New York’s Joint Terrorism Task Force determined that Chkhikvishvili had worked in a Brooklyn rehabilitation facility and was employed by an Orthodox Jewish family to care for a family member.

Chkhikvishvili drafted a step-by-step plan and sent the undercover agent manuals on creating lethal poisons and gas and encouraged him to film acts of violence. Some of the plans were linked to radical Islamist groups such as the Islamic State and Chkhikvishvili repeatedly complimented jihadist ideology.

“I think bombs from fertilizers work great,” Chkhikvishvili said in a message. “For public places you must use nails.”
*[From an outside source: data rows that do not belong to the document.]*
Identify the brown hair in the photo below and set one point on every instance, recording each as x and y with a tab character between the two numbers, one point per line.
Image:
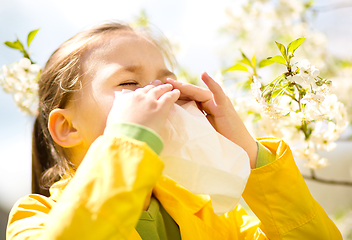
60	78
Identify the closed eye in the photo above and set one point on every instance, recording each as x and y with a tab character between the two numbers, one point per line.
128	83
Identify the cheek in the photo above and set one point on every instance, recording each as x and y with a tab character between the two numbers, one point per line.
93	113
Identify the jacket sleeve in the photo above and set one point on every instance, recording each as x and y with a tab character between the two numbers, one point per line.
280	198
103	200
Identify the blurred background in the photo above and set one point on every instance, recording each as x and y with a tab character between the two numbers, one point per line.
207	38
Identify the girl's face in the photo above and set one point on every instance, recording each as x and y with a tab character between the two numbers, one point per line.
122	60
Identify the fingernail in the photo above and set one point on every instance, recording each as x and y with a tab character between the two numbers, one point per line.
156	82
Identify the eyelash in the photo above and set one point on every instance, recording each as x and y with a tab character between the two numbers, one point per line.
128	83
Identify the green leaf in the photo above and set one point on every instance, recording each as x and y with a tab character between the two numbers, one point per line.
238	67
243	85
15	45
278	59
265	62
31	35
282	49
246	60
292	46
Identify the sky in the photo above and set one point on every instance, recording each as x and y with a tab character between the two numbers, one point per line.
193	24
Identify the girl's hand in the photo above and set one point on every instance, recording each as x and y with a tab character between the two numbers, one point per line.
148	106
219	112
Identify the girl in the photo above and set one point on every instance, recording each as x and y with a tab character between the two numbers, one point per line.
101	159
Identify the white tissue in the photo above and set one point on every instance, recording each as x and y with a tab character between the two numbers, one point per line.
200	159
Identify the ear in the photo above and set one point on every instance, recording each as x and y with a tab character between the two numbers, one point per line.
61	129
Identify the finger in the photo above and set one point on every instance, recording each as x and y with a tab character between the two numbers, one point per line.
158	91
156	83
215	88
191	92
169	98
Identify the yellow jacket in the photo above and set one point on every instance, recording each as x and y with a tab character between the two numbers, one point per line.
104	200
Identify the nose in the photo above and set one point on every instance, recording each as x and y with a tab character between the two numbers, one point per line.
156	82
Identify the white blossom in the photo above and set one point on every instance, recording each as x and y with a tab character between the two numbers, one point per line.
21	80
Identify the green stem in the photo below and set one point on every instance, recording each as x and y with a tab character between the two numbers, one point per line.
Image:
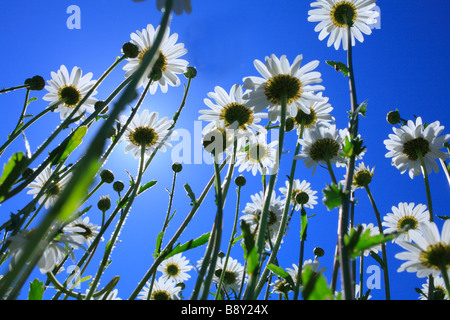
361	275
444	274
172	242
169	209
216	233
254	286
345	205
119	225
300	260
87	169
14	88
230	244
18	132
88	254
383	245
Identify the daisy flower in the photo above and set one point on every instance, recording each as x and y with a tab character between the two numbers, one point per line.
313	264
252	213
278	76
405	215
416	139
319	111
234	273
374	231
161	290
148	131
301	194
71	88
110	296
229	110
322	143
167	61
175	268
440	292
362	177
82	230
333	16
257	155
52	192
428	251
53	254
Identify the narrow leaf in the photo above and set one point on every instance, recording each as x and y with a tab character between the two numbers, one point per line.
315	286
11	172
36	291
339	67
68	146
250	253
191	244
281	273
333	196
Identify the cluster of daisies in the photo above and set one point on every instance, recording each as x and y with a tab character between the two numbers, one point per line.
235	128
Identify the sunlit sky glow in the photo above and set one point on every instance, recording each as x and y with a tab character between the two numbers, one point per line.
404	64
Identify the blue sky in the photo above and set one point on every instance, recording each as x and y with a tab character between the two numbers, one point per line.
403	65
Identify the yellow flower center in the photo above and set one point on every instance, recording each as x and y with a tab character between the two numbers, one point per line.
71	96
343	12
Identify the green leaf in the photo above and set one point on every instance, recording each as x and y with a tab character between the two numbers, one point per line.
11	172
190	194
281	273
250	253
158	244
147	186
333	195
378	259
191	244
68	146
339	66
359	241
315	286
36	291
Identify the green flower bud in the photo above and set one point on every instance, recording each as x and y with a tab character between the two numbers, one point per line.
240	181
118	186
191	73
100	105
301	198
156	73
27	173
130	50
107	176
319	252
36	83
177	167
289	124
393	117
104	203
Chkhikvishvili was charged with conspiracy to solicit violent felonies; solicitation of violent felonies; distribution of information pertaining to the making and use of an explosive device; and transmission of threatening communications.

Jews are consistently targeted in hate crimes more than any other group in New York City, according to NYPD data.

In 2022, police in the city arrested two white supremacists and seized their weapons after the suspects discussed targeting a synagogue. The defendants, Christopher Brown and Matthew Mahrer, appeared in court last week and are set for another hearing next month.